The argument may perhaps be made clearer by a numerical example. In round numbers Jupiter’s distance from the sun is five times as great as that of the earth, and Jupiter takes 12 years to perform a revolution round the sun, whereas the earth takes one. Hence Jupiter goes in 12 years five times as far as the earth goes in one, and Jupiter’s velocity is therefore about 5∕12 that of the earth’s, or the two velocities are in the ratio of 5 to 12; the squares of the velocities are therefore as 5 × 5 to 12 × 12, or as 25 to 144. The accelerations of Jupiter and of the earth towards the sun are therefore as 25 ÷ 5 to 144, or as 5 to 144; hence Jupiter’s acceleration towards the sun is about 1∕28 earth, and if we had taken more accurate figures this fraction would have come out more nearly 1∕25. Hence at five times the distance the acceleration is 25 times less.
This law of the inverse square, as it may be called, is also the law according to which the light emitted from the sun or any other bright body varies, and would on this account also be not unlikely to suggest itself in connection with any kind of influence emitted from the sun.

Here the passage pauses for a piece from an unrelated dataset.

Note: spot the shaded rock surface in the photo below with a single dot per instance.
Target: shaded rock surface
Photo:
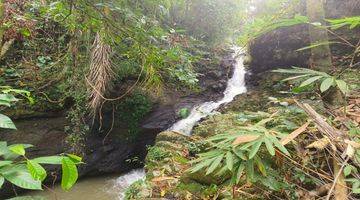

173. The next step in Newton’s investigation was to see whether the motion of the moon round the earth could be explained in some similar way. By the same argument as before, the moon could be shewn to have an acceleration towards the earth. Now a stone if let drop falls downwards, that is in the direction of the centre of the earth, and, as Galilei had shewn (chapter VI., [§ 133]), this motion is one of uniform acceleration; if, in accordance with the opinion generally held at that time, the motion is regarded as being due to the earth, we may say that the earth has the power of giving an acceleration towards its own centre to bodies near its surface. Newton noticed that this power extended at any rate to the tops of mountains, and it occurred to him that it might possibly extend as far as the moon and so give rise to the required acceleration. Although, however, the acceleration of falling bodies, as far as was known at the time, was the same for terrestrial bodies wherever situated, it was probable that at such a distance as that of the moon the acceleration caused by the earth would be much less. Newton assumed as a working hypothesis that the acceleration diminished according to the same law which he had previously arrived at in the case of the sun’s action on the planets, that is that the acceleration produced by the earth on any body is inversely proportional to the square of the distance of the body from the centre of the earth.